A shantytown rife with delinquency, poverty, aids and critical hygiene conditions, Kibera has also experienced violent ethnic disputes in its history, the most recent followed the political elections that overtook the nation at the beginning of 2008.
In this difficult environment, this group of young people – barely over twenty years old and many of whom have already spent time in prison- have found a new hope in growing food for their themselves, their families and the slum’s population.
The Youth Reform Group is committed to reclaiming plots of land which have been left to become rubbish dumps and open-toilets. With help from Green Dreams, a pioneer company in organic cultivation in Kenya, the youth have transformed these former wastelands into strictly organic farms full of zucchini, spinach, sunflowers and other crops.

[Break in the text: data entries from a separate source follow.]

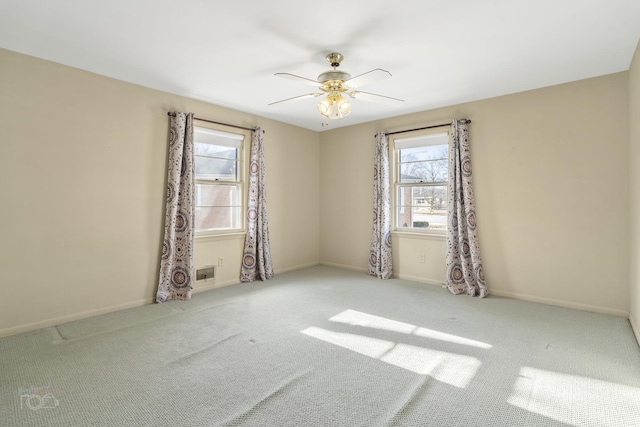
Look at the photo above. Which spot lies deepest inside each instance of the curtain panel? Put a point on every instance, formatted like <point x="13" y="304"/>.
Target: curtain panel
<point x="256" y="261"/>
<point x="176" y="262"/>
<point x="464" y="265"/>
<point x="380" y="260"/>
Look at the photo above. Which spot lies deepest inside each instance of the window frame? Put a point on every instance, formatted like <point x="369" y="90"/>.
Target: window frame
<point x="241" y="179"/>
<point x="396" y="184"/>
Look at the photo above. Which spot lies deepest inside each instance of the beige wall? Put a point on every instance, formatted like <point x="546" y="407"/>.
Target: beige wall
<point x="82" y="176"/>
<point x="551" y="180"/>
<point x="82" y="165"/>
<point x="634" y="190"/>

‘The only problem is the soil,’ confirmed Victor Matioli, member of the Youth Reform Group. ‘The level of toxins is still high, even if it is not dangerous, because we don’t have the necessary technology to reclaim soil from deep down. But we are cultivating organically, using natural fertilizers and no pesticides and we believe the soil will return to full health within a few years’.
This summer the first vegetables were harvested and consumed by the youths and their families, while the surplus was sold within the slum. In this poor angle of the world, agriculture has given these young people a hope for the future.